What if I told you that the end of a romantic relationship doesn’t require you to “pick a side”?
(Yes. Even if you think you know all about whatever shocking public catalyst a couple has shared or you’ve observed.)
I’ve found it interesting at the end of my marriages or long term relationships that people demand a scapegoat, even when everything ends as amicably and peacefully as it can.
Humans don’t like grey area. We want definitives. A good guy and a bad guy.
Depending on our biases and our perspective of a couple- we may even create entire narratives and unfair judgments based on a fraction of information, even inviting people to join our smear squad. (Herd mentality is a helluva drug.)
But we all need to check ourselves and remember the truth likely exists in a less riveting reality.
Maybe all you heard about was his affair but you don’t know about her years of lack of communication contributed to a breakdown in connection.
Maybe all you heard about was her alcoholism but you don’t know about his refusal to support her mental health and her subsequent dependency on substances.
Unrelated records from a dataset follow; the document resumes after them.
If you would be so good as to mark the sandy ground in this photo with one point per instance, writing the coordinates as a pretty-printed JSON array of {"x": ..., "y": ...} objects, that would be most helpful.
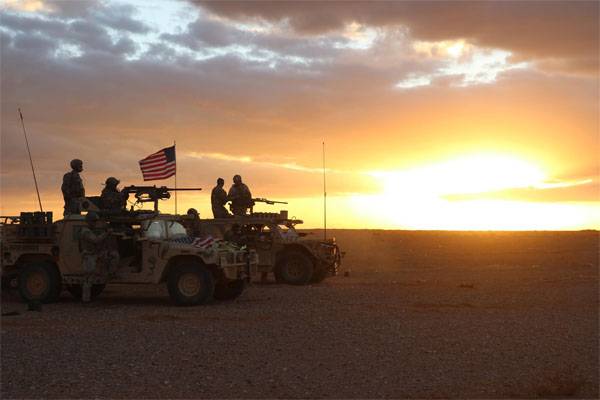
[{"x": 421, "y": 315}]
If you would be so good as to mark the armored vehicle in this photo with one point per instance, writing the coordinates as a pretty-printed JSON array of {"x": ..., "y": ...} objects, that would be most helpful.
[
  {"x": 292, "y": 257},
  {"x": 152, "y": 248}
]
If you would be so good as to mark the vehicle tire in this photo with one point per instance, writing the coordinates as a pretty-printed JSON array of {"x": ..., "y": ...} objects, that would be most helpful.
[
  {"x": 229, "y": 290},
  {"x": 77, "y": 290},
  {"x": 39, "y": 281},
  {"x": 319, "y": 274},
  {"x": 190, "y": 284},
  {"x": 296, "y": 268}
]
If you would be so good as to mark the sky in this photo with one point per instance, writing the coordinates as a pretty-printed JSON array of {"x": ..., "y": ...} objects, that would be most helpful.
[{"x": 435, "y": 115}]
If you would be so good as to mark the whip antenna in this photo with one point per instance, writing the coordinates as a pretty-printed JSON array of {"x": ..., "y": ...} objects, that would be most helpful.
[
  {"x": 30, "y": 160},
  {"x": 324, "y": 197}
]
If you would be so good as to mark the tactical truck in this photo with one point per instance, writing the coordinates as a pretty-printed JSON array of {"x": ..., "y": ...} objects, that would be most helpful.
[
  {"x": 43, "y": 257},
  {"x": 290, "y": 255}
]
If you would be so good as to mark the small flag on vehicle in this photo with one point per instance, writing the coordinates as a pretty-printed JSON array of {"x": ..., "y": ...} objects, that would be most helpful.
[{"x": 159, "y": 165}]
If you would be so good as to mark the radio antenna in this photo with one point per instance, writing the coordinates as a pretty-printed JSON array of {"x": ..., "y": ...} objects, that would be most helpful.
[{"x": 37, "y": 190}]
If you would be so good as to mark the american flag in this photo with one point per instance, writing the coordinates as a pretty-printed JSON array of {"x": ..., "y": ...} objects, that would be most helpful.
[
  {"x": 159, "y": 165},
  {"x": 202, "y": 243}
]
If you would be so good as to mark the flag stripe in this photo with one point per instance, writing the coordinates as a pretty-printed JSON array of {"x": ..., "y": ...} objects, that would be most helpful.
[
  {"x": 159, "y": 167},
  {"x": 154, "y": 156}
]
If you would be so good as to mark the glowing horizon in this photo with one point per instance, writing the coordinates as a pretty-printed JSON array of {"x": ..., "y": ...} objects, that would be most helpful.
[{"x": 475, "y": 122}]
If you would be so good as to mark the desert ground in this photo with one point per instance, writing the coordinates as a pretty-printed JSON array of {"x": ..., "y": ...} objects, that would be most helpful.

What gave you the authority to decide who was right or wrong and why did you even need to?
We all have flaws AND perks, and they evolve (or devolve) based on who we are interacting with and a ton of other variables.
Relationships between two imperfect beings are HARD and complex.
We must remember as spectators or support people that we don’t ever know as much as we think we do about someone else’s private dynamic.
Romantic relationships end. All the time. For a variety of reasons.
Can we normalize not needing to designate a villain?
*Edited to make it clear- I acknowledge circumstances such as one-sided abuse wouldn’t apply here and that I in no way think or meant to imply anyone deserves mistreatment or infidelity. As always, I can’t cover all nuance of a subject in a short caption and they could always go in ten more directions. I have to do my best to sum up my thought and hope you’re receiving the intended messaging if it’s for you and scrolling by if it’s not.